Friday, February 4, 2011

Don't believe everything you read

The Daily Mail  reports one of the most obvious stories imaginable: that kids will believe anything they see.

Donald Leu, a researcher from the New Literacies Research Lab the University of Connecticut, told a group of American students (age not given) to read about the "endangered Pacific Northwest tree octopus" online.

They were directed to this site:


The kids bought it. Leu says that even when they were told the site was fake, the students refused to believe they had been had.

"Most students simply have very little in the way of critical evaluation skills," said Dr.Leu. "They may tell you they don’t believe everything they read on the Internet, but they do. It's a cause for serious concern.

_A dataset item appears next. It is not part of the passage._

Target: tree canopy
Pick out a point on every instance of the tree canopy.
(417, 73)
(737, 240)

"Anyone can publish anything on the Internet, and today’s students are not prepared to critically evaluate the information they find there."

This study bothers me for a couple of reasons.

First of all, as far as I can tell the kids were told to go to the site by someone in authority. That means they were lead on under a sort of institutional credibility. Why shouldn't they believe what they are told at school? Skeptical students are often treated like behaviour problems. Just ask my genius big brother.

Second, why should they think a tree octopus is preposterous? Maybe they had seen one before, in the speculative documentary The Future is Wild.



This show has real scientists talking about conceivable future creatures, as they are rendered in fairly realistic CG. My son loves it.

And believing everything you see on the internet is hardly a generational thing. Has Leu never visited Snopes Urban legends Reference Pages? Cryptozoology sites? Free Republic? Answers in Genesis?

Yes, children need to be taught to be more skeptical and critical of media. But so does everyone else, of any age.

Besides which, this message has already been delivered in a far better way. With House Hippos.

1 comment:

  1. Good job ripping that study a (well-deserved) new one, Tom!